# New Beetle Convertible leak



## NBTC (Dec 9, 2003)

Hi all, 2003 NB Turbo Conv, leaks at top of driver's rear window at seam in top seal. Service advisor says they checked a car on the lot and it did the same thing. No other part of the top to window seals leak anywhere on the car. Does anyone else have a similar leak or have you heard of a fix? 
Service advisor said they didn't want to adjust or try to fix anything because they "would probably cause more problems". And also "It's a convertible, it's gonna leak". While that may have been true in 1973, I don't think todays cars are quite that way.

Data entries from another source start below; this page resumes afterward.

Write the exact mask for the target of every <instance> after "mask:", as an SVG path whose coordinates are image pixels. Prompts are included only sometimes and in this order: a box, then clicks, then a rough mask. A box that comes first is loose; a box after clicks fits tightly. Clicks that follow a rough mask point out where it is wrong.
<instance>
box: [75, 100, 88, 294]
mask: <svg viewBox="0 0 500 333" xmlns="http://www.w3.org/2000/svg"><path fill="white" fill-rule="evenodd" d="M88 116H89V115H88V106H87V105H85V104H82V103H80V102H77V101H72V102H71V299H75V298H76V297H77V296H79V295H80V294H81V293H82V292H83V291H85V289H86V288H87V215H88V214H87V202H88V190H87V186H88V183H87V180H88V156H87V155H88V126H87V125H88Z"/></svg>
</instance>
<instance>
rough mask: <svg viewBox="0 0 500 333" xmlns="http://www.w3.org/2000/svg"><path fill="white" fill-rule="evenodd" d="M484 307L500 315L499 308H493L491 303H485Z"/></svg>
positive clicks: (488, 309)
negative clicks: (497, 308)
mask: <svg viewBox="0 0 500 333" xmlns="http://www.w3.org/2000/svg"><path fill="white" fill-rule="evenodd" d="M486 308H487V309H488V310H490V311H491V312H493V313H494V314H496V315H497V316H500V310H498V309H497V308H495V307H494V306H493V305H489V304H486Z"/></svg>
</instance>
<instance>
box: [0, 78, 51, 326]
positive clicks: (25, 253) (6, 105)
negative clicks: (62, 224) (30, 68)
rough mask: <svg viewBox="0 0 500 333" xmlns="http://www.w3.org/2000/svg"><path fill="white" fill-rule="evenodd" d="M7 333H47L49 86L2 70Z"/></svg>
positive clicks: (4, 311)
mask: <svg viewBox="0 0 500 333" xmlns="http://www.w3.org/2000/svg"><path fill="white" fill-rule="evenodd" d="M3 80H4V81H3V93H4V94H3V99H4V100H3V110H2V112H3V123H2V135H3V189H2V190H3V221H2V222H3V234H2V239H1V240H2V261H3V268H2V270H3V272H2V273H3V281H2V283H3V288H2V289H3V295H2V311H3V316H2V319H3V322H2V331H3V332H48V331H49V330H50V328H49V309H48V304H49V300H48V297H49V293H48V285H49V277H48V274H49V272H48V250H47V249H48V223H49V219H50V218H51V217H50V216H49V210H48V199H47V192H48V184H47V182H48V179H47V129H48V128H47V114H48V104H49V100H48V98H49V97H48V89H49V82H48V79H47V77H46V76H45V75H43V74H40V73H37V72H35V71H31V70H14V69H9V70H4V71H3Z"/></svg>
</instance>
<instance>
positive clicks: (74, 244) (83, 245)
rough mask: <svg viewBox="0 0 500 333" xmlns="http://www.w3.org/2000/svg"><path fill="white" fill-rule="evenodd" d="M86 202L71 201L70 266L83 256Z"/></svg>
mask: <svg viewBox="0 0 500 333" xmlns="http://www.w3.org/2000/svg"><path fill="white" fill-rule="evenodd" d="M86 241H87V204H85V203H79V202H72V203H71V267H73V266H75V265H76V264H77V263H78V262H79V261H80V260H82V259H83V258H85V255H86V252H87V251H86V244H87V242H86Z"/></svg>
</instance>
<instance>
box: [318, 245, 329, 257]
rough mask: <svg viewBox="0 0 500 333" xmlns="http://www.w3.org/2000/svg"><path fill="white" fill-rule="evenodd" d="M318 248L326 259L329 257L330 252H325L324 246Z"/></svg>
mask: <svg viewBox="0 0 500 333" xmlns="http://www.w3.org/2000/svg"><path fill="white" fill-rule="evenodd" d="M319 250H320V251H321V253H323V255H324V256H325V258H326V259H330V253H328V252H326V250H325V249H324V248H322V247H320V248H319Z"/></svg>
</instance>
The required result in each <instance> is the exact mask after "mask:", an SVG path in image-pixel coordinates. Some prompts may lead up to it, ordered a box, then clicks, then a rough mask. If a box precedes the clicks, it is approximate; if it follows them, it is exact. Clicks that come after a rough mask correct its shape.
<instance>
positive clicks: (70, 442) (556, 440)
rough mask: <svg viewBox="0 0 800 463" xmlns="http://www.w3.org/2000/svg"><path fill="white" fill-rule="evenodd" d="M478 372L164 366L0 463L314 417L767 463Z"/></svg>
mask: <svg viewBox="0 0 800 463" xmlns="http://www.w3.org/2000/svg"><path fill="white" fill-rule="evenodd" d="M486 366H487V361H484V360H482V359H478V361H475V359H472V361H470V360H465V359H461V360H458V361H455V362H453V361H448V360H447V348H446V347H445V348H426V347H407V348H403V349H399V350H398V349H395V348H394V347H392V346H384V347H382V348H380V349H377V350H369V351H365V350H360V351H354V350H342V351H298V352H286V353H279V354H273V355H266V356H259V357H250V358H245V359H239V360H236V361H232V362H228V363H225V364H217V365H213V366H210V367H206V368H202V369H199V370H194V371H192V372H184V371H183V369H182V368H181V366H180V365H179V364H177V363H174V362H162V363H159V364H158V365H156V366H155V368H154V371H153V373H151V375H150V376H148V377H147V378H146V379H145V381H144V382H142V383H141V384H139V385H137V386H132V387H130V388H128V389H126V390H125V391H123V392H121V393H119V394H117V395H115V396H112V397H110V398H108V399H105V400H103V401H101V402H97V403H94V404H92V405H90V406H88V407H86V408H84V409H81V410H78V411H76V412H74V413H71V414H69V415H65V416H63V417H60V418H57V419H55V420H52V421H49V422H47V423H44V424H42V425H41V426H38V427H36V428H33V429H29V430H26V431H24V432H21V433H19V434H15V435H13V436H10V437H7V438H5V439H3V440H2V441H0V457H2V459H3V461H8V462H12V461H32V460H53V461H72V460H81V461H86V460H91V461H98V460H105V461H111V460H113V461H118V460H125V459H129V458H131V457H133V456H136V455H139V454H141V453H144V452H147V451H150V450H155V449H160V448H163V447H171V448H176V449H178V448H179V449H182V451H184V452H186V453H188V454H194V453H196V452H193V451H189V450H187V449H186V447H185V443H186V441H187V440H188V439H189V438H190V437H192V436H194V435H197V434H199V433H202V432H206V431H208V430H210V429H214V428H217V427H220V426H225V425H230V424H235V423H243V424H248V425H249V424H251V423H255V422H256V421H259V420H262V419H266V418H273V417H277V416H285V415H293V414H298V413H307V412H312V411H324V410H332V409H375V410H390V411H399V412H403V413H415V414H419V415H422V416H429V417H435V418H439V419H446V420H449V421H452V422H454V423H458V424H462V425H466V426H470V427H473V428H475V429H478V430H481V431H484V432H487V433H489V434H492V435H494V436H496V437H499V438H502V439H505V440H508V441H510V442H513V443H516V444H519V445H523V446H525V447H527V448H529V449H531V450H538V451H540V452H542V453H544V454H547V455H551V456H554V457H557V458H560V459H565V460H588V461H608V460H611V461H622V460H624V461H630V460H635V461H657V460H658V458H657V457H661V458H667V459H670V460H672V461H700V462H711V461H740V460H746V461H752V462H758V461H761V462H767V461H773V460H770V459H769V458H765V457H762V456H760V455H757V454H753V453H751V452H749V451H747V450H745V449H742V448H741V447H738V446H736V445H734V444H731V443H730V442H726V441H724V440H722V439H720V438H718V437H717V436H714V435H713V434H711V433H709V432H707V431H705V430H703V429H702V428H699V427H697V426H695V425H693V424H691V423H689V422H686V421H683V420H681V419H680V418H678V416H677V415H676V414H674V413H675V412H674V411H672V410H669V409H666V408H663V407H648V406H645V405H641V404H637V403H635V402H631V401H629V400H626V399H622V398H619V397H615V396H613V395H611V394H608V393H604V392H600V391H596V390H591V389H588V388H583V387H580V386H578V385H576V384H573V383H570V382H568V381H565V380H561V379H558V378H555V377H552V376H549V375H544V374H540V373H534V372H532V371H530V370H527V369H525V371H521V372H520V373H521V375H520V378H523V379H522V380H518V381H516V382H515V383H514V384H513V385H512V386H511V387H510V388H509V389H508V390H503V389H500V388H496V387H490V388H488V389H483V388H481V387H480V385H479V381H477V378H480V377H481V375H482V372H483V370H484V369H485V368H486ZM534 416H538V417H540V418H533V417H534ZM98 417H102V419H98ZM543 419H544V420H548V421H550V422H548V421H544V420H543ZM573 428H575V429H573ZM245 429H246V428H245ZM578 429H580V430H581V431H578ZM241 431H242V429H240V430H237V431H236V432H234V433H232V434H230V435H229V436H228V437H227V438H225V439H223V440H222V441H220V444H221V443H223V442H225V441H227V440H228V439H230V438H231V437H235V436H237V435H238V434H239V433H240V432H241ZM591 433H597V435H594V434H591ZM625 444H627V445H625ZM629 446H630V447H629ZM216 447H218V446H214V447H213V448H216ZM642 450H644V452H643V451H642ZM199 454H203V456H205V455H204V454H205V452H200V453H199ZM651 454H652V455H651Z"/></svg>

Any tips or feedback appreciated.


----------



## Boogety Boogety (Jun 22, 2003)

*Re: New Beetle Convertible leak (NBTC)*

There is a TSB (#6103 if memory serves) for a replacement of a header gadget thingy on top of the windshield, it covers a number of 2003 models within a certain serial number parameter. I called my dealership and although mine was in the number range, I have suffered no leaks or wind noise whatsoever, and apparently the fix involves drilling of the header and ordering the part and etc. etc. (dealer gobbledeegook







), so I decided against it. I wish I was more helpful, but this back a month or two ago... ask your friendly neighborhood tech advisor about this, hope it helps your situation...


----------



## BruinToo (Jun 17, 2000)

*Re: New Beetle Convertible leak (NBTC)*


_Quote, originally posted by *NBTC* »_Hi all, 2003 NB Turbo Conv, leaks at top of driver's rear window at seam in top seal. Service advisor says they checked a car on the lot and it did the same thing. No other part of the top to window seals leak anywhere on the car. Does anyone else have a similar leak or have you heard of a fix? 
Service advisor said they didn't want to adjust or try to fix anything because they "would probably cause more problems". And also "It's a convertible, it's gonna leak". While that may have been true in 1973, I don't think todays cars are quite that way. Any tips or feedback appreciated.

Are you talking about leaking from the small rear window on the driver's side? I have one of the earlier turbo NBC models and mine doesn't leak. If anything, I am more suspect of leakage coming from the seal/gasket between the front and rear windows.
The technical service bulletin boogety is refering to is TSB #0303 (NHTSA #285465) Summary: "Convertible top frame, modifying to new roof leading edge trim." I have not idea what that means. You can check edmunds.com for tech service bulletins.
-Ben


----------



## Pelican18TQA4 (Dec 13, 2000)

I've talked with my dealer about the TSB that's out on the NBCs. They told me that it relates to cars that have to have the roof leading edge trim replaced.
I too have an early NBC 1.8T and I don't have any leaks to speak of. I've noticed that while washing the car I will get a few drops of water on the inside of the car where you speak of, but nothing that I would call a leak.
FYI: Though modern day convertibles are a huge improvement over those of yore, they aren't 100% waterproof.


----------



## vwdeluxe (Jul 24, 2002)

*Re: New Beetle Convertible leak (NBTC)*


_Quote, originally posted by *NBTC* »_*snip* ... Service advisor said they didn't want to adjust or try to fix anything because they "would probably cause more problems". And also "It's a convertible, it's gonna leak". While that may have been true in 1973, I don't think todays cars are quite that way. Any tips or feedback appreciated.

Like Ben and Dave, I also have an early '03 turbo NBC and NO LEAKS here either (knock on wood). And for the record, my '73 Super Beetle 'vert doesn't leak either! Come to think of it, neither did my '82 Rabbit 'vert, '88 Cabriolet or '00 Cabrio








Dealers!












_Modified by vwdeluxe at 12:34 AM 1-8-2004_


----------